This Chicken Zucchini Casserole is a perfect weeknight dinner because it is easy to make and only uses a few ingredients. This delicious comfort food is made with three different kinds of cheese, and it’s finished with a buttery Parmesan breadcrumb topping. What’s not to love?!
As a mom to four picky eaters, I’m always looking for easy recipes that my kids will eat. One of my sisters recommended this recipe to me, and it was a hit!
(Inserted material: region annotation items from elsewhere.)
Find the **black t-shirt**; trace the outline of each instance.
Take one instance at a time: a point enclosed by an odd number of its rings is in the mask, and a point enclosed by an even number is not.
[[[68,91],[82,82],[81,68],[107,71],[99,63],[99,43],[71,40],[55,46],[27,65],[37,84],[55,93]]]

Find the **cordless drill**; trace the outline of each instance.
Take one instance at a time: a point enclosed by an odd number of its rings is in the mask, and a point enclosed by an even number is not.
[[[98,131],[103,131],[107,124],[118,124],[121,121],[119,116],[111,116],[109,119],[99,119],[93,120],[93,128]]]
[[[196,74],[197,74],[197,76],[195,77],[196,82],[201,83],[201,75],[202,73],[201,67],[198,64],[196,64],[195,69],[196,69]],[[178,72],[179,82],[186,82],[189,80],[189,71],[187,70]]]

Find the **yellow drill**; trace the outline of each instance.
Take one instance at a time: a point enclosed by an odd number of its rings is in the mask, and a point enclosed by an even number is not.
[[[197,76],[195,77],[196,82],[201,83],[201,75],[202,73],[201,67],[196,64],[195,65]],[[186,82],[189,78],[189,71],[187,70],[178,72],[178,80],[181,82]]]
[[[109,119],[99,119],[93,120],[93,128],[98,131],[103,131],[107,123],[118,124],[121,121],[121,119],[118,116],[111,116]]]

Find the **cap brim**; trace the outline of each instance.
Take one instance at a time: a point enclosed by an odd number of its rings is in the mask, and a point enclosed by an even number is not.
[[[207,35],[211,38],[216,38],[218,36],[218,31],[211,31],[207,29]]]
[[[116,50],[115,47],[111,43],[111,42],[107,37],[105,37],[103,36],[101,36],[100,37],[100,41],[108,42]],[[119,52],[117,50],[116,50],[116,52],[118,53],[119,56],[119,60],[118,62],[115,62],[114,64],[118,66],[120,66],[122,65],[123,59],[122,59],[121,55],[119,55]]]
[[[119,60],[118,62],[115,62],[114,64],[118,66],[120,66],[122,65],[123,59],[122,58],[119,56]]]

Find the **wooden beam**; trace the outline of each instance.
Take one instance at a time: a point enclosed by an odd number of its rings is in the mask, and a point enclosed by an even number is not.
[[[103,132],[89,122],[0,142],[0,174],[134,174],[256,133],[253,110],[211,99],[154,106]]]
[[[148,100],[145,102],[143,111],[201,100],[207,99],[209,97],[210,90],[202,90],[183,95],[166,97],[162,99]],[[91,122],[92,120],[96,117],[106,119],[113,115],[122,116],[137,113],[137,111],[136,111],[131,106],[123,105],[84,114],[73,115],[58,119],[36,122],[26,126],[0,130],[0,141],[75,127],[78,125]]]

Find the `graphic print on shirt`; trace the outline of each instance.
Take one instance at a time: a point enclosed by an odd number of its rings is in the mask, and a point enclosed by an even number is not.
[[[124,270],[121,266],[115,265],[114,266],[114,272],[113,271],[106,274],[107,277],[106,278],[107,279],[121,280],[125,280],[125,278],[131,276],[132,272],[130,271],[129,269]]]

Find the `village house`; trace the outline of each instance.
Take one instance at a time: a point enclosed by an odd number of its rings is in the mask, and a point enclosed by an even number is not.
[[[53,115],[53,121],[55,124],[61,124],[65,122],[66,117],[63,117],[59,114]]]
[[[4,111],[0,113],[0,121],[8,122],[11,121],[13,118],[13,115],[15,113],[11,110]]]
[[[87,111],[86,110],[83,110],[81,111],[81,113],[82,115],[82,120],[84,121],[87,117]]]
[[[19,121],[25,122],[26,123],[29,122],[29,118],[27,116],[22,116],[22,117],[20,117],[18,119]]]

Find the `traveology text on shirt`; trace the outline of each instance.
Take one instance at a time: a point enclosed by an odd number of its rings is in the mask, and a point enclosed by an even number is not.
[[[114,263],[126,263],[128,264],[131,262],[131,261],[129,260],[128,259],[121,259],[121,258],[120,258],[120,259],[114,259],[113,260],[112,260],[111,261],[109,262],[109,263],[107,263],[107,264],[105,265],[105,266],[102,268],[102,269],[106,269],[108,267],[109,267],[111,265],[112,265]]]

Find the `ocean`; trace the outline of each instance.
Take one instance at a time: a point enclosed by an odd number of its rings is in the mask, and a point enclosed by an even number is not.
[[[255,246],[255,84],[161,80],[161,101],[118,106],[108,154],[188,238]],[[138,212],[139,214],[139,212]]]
Garlic Parmesan Zucchini Casserole
- 1 cup shredded mozzarella cheese
- ½ teaspoon salt
- 1 tablespoon minced garlic
- 2 eggs
- 4 cups grated zucchini I used about 3.5 medium zucchinis
- ½ cup grated Parmesan cheese plus an additional 2 tablespoons
- ½ cup shredded cheddar cheese
- ½ cup finely diced onion I like to use frozen diced onion as a shortcut
- ½ cup Panko breadcrumbs
- 2 tablespoons melted butter
- Preheat oven to 375 degrees Spray a small baking dish with cooking spray and set aside (I used a dish that was 8-in x 5-in, but an 8-inch square pan will also work).
- Place zucchini in a colander, sprinkle with salt, and allow to sit for about 10 minutes (this will help draw out some of the water from the zucchini). After 10 minutes, squeeze out moisture from the zucchini. TIP: In order to make sure that I get most of the water out of the zucchini (and avoid a runny casserole), I like wrap the zucchini in a dish towel. Squeeze it and wring it out multiple times while it's in the towel -- you will be shocked by how much liquid comes out!
- In the prepared dish, combine zucchini, onion, garlic, eggs, ½ cup Parmesan cheese, mozzarella cheese, and cheddar cheese. I like to use my hands to make sure that it’s all completely combined, and then gently press the mixture evenly into the prepared dish.
- Bake uncovered for 20 minutes.
- Meanwhile, in a small bowl, pour melted butter over breadcrumbs and 2 tablespoons of Parmesan cheese. Stir until completely combined.
- After 20 minutes, remove zucchini from the oven. Sprinkle buttered breadcrumbs over the zucchini and return the dish to the oven. Continue baking for about 5-10 more minutes, or until the top is golden brown and crispy.
- I just use a handheld box grater to shred my zucchini, but you can also put it through a food processor if you prefer.
- Make sure that you drain the zucchini before adding it to your casserole. To do so, I like to place the grated zucchini in a dish towel and squeeze it really hard to wring out all of the excess liquid.
- I've used three different types of cheese here: Parmesan, mozzarella and cheddar. You can substitute with an equal amount of any of your favorite cheeses -- or stick to just mozzarella or just cheddar.
- Garnish the dish with fresh herbs (such as chopped fresh parsley) for a bright burst of color and flavor.